Morreu aos 77 anos, o médico sanitarista Paulo Roberto Teixeira, um dos principais especialistas no combate ao HIV e no enfrentamento de Aids no Brasil. A informação foi divulgada no sábado (19) pelo Ministério da Saúde. A causa da morte não foi revelada.
Segundo o Departamento de HIV, Aids, Tuberculose, Hepatites Virais e Infecções Sexualmente Transmissíveis da Secretaria de Vigilância em Saúde e Ambiente (Dathi/SVSA), Paulo Teixeira foi um dos principais nomes da resposta do país à epidemia. Ele dedicou a vida à defesa da saúde como direito, dos direitos humanos e do acesso universal à prevenção e ao tratamento.

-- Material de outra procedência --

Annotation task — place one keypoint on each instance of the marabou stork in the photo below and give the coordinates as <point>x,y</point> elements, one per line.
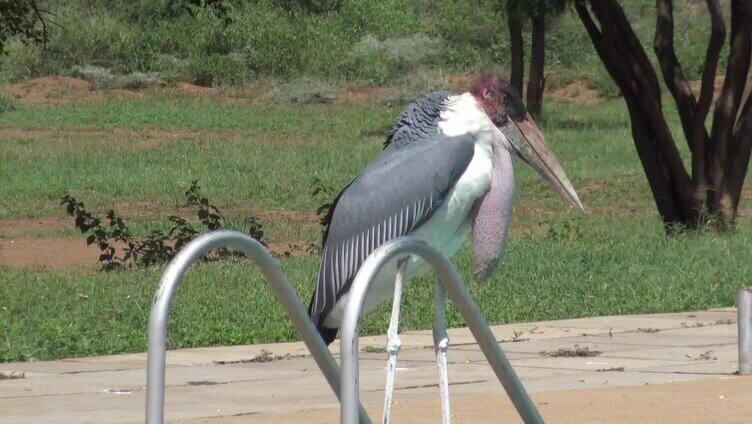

Em 1983, quando pouco se sabia sobre a aids e os primeiros casos eram cercados por medo, desinformação, estigma e discriminação, Paulo esteve à frente da organização, em São Paulo, da primeira resposta governamental estruturada à doença no país.
Essa resposta nasceu em meio à redemocratização do Brasil e ao intenso movimento pela Reforma Sanitária. Desde aqueles primeiros anos, Paulo Teixeira ajudou a firmar princípios que se tornariam marcas da experiência brasileira: a responsabilidade do Estado, a articulação entre prevenção e assistência, a participação da sociedade civil e das pessoas diretamente afetadas pela epidemia e a defesa dos direitos humanos.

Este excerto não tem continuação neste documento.